A. Lavelle; T. Drew; P. Fennessy; C. McCaul; J. Shannon
Year of publication
2021
Publication/Journal
Int J Obstet Anesth
Volume
48
Issue
Pages
103205
Abstract
BACKGROUND: During performance of emergency front of neck access, the final step in management algorithms for the 'can't intubate, can't oxygenate' scenario, accurate identification of the cricothyroid membrane is crucial. Accurate identification using palpation techniques is low, with highest failure rates occurring in obese females. METHODS: This prospective observational study recruited 28 obese obstetric patients. The cricothyroid membrane was identified using ultrasound, marked with an ultraviolet pen and covered with a dressing.

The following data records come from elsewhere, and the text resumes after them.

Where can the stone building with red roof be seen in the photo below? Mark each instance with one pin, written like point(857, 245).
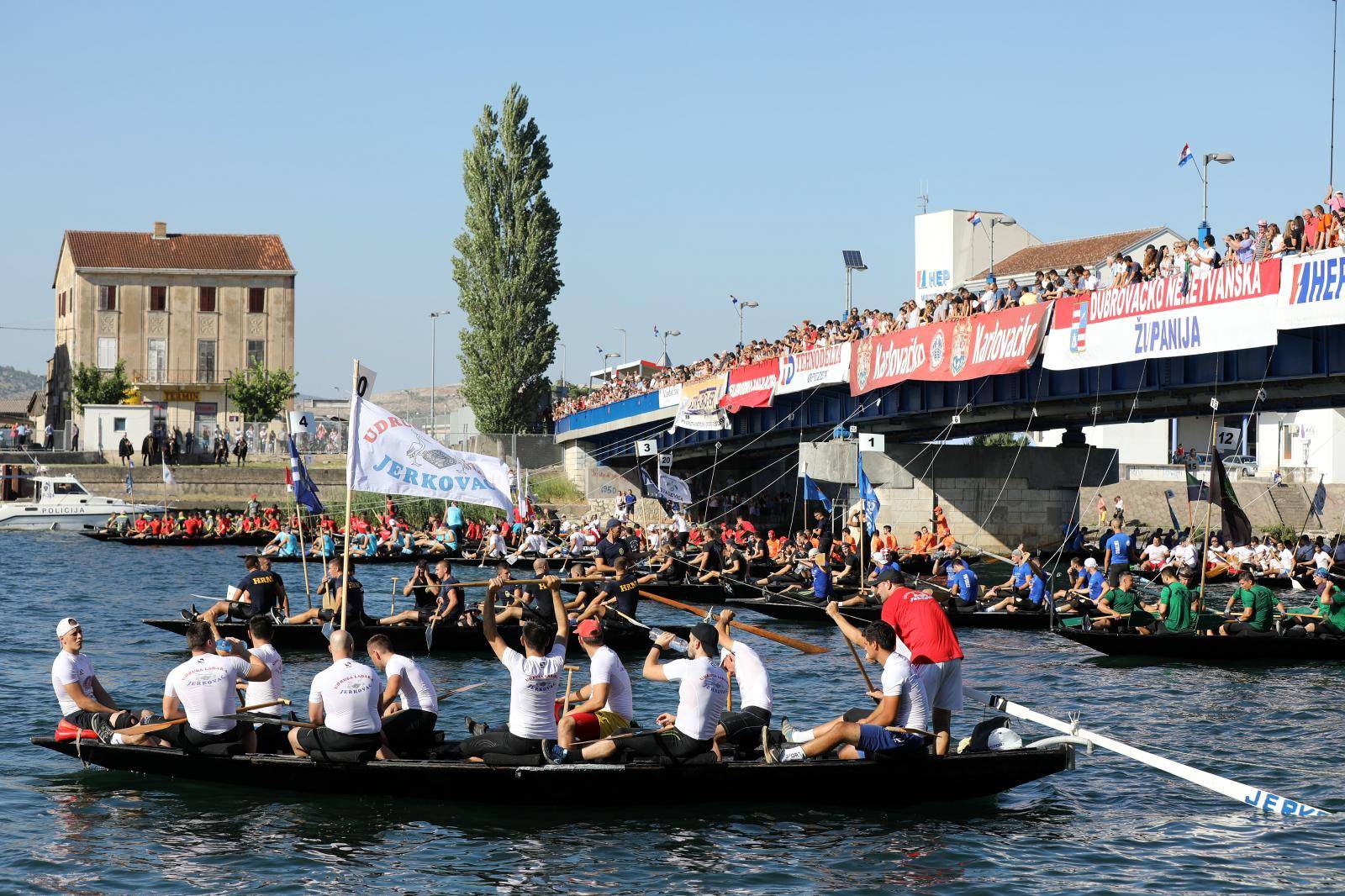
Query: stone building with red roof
point(185, 311)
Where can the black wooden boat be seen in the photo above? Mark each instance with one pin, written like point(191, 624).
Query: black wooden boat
point(410, 640)
point(182, 541)
point(1210, 649)
point(798, 611)
point(910, 781)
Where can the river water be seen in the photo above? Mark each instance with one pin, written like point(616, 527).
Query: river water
point(1109, 826)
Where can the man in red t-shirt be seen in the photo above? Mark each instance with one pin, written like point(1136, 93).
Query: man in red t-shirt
point(935, 654)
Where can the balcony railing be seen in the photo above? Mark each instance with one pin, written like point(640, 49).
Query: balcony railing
point(202, 376)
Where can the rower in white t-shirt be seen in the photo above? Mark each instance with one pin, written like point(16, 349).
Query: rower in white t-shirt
point(535, 680)
point(343, 701)
point(703, 690)
point(412, 727)
point(743, 728)
point(605, 704)
point(203, 690)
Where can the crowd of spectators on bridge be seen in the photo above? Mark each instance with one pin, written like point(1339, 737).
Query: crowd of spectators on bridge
point(1317, 228)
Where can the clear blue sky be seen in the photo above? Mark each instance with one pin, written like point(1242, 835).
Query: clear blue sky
point(699, 150)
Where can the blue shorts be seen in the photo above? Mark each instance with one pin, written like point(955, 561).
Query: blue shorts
point(874, 739)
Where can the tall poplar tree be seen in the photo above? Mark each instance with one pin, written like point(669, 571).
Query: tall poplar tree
point(506, 269)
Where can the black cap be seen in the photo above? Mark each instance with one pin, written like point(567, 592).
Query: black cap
point(894, 576)
point(708, 635)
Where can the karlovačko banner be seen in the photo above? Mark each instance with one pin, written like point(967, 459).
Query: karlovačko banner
point(751, 387)
point(810, 369)
point(994, 343)
point(1313, 291)
point(1232, 307)
point(699, 407)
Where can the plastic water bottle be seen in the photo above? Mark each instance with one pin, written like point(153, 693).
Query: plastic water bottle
point(678, 643)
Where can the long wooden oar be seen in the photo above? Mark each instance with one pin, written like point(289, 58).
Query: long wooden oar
point(464, 688)
point(802, 646)
point(152, 727)
point(634, 734)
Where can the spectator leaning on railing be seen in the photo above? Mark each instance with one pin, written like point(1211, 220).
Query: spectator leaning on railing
point(1318, 228)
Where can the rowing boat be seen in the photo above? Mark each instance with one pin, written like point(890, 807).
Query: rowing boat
point(920, 779)
point(408, 640)
point(797, 611)
point(182, 541)
point(1210, 649)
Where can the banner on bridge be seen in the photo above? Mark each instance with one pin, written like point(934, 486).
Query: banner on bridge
point(811, 369)
point(699, 405)
point(1313, 293)
point(751, 387)
point(1235, 307)
point(985, 345)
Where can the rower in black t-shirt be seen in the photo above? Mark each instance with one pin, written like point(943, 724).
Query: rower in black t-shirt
point(261, 593)
point(609, 549)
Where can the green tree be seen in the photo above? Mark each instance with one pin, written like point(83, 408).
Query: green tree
point(261, 393)
point(1001, 440)
point(506, 269)
point(94, 387)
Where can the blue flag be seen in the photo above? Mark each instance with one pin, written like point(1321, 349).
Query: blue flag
point(306, 493)
point(871, 502)
point(813, 493)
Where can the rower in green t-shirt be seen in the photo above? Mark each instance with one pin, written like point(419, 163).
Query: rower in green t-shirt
point(1331, 609)
point(1174, 613)
point(1258, 616)
point(1118, 604)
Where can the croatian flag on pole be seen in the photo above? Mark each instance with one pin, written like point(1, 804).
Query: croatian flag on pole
point(393, 458)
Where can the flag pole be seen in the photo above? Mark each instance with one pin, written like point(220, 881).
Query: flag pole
point(350, 448)
point(299, 515)
point(1210, 509)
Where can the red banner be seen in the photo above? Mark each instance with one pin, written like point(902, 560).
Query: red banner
point(966, 349)
point(751, 387)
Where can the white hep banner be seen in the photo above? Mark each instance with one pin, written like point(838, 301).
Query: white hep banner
point(674, 488)
point(1313, 291)
point(1232, 308)
point(811, 369)
point(699, 407)
point(393, 458)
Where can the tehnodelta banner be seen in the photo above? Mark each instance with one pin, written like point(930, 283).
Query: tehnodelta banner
point(1234, 307)
point(968, 349)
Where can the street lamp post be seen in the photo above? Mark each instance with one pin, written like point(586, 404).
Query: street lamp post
point(434, 356)
point(853, 261)
point(1221, 158)
point(1006, 222)
point(663, 358)
point(743, 307)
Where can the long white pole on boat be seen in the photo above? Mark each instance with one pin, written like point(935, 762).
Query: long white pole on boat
point(350, 452)
point(1254, 797)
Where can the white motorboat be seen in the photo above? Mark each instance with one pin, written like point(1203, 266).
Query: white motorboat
point(61, 502)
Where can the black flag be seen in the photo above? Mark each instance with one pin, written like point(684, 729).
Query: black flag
point(1237, 526)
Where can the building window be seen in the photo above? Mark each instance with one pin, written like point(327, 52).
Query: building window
point(107, 353)
point(206, 361)
point(156, 361)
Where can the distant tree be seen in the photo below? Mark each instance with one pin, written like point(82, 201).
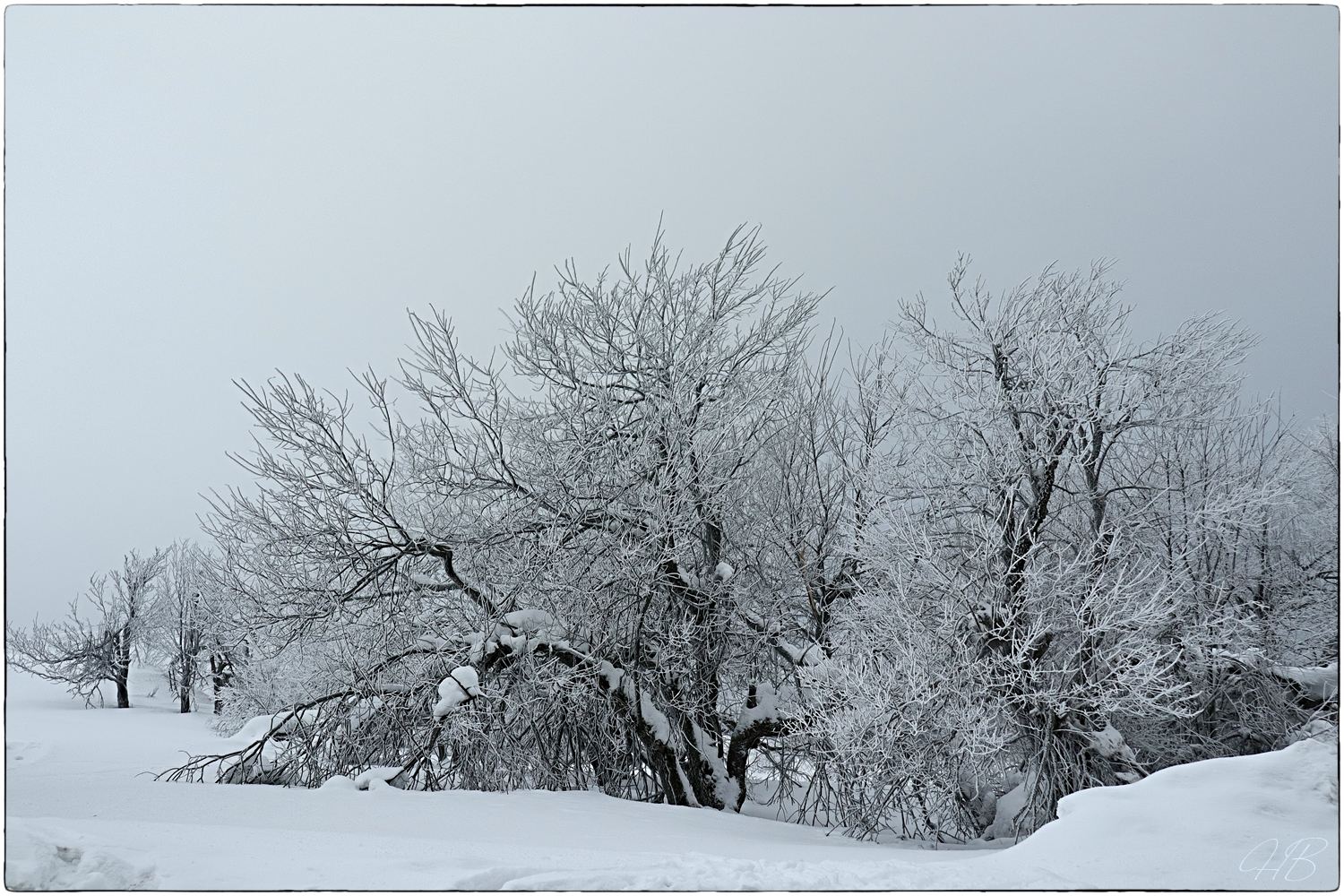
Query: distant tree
point(182, 618)
point(85, 651)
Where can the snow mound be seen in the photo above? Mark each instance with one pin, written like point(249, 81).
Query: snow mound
point(45, 858)
point(1247, 823)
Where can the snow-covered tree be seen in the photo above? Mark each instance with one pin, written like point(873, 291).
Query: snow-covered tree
point(578, 546)
point(96, 646)
point(1004, 528)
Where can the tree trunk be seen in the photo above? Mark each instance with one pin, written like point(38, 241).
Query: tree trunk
point(123, 691)
point(121, 669)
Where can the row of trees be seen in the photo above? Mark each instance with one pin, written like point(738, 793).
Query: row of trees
point(163, 608)
point(668, 547)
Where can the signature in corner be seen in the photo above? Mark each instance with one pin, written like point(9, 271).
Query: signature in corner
point(1295, 861)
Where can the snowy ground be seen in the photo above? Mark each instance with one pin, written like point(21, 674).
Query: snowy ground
point(80, 814)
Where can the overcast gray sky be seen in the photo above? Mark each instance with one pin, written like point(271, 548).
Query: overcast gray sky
point(203, 194)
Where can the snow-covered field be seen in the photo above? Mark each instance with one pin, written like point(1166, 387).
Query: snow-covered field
point(81, 814)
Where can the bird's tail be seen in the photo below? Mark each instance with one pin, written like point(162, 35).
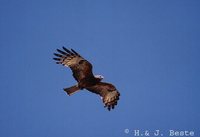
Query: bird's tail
point(71, 90)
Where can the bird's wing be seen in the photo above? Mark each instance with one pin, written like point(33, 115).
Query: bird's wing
point(80, 67)
point(108, 92)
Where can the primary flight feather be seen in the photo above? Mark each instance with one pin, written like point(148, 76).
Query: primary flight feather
point(82, 72)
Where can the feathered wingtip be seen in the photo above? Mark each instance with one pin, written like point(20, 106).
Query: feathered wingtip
point(63, 54)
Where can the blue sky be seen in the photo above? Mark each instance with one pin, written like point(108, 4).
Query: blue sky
point(148, 49)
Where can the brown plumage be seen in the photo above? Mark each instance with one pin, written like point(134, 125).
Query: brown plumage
point(82, 72)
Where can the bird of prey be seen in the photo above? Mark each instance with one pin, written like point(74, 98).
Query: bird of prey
point(82, 72)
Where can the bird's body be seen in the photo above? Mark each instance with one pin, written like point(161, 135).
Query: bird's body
point(82, 72)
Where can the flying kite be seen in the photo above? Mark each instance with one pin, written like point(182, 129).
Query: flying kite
point(82, 72)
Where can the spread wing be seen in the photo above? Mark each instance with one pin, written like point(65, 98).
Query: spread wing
point(80, 67)
point(108, 92)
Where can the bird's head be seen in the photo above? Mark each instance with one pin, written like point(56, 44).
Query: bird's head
point(100, 77)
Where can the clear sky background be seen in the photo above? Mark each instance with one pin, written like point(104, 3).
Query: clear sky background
point(149, 50)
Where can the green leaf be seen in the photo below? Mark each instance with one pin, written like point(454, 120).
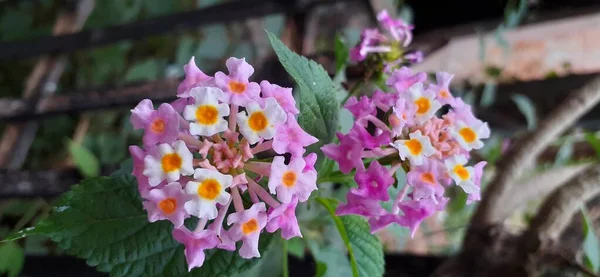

The candidate was asked to perform cricothyroid membrane identification using landmark technique (group L) followed by ultrasound (group U). The primary outcome was the distance between the actual and estimated cricothyroid membrane midpoint. Secondary outcomes were the proportion of accurate assessments, time taken, and subjective ease of identification using a visual analogue score. RESULTS: Distance from the cricothyroid membrane midpoint was shorter in group U than Group L (2.5 mm vs 5.5 mm, P=0.002). The proportion of correctly identified cricothyroid membranes was greater in group U than group L (71% vs 39%, P=0.015). Time required for identification was shorter in group L than group U (16.9 s vs 23.5 s, P=0.001). Visual analogue scores for ease of identification were lower in group U than group L (2.4 cm vs 4.2 cm, P=0.013). CONCLUSIONS: Ultrasound-guided cricothyroid membrane localisation was significantly more accurate but slower than the landmark technique in obese obstetric patients. As such, we recommend the use of pre-procedural identification of the cricothyroid membrane in this patient population and formal training of anaesthetists in airway ultrasound.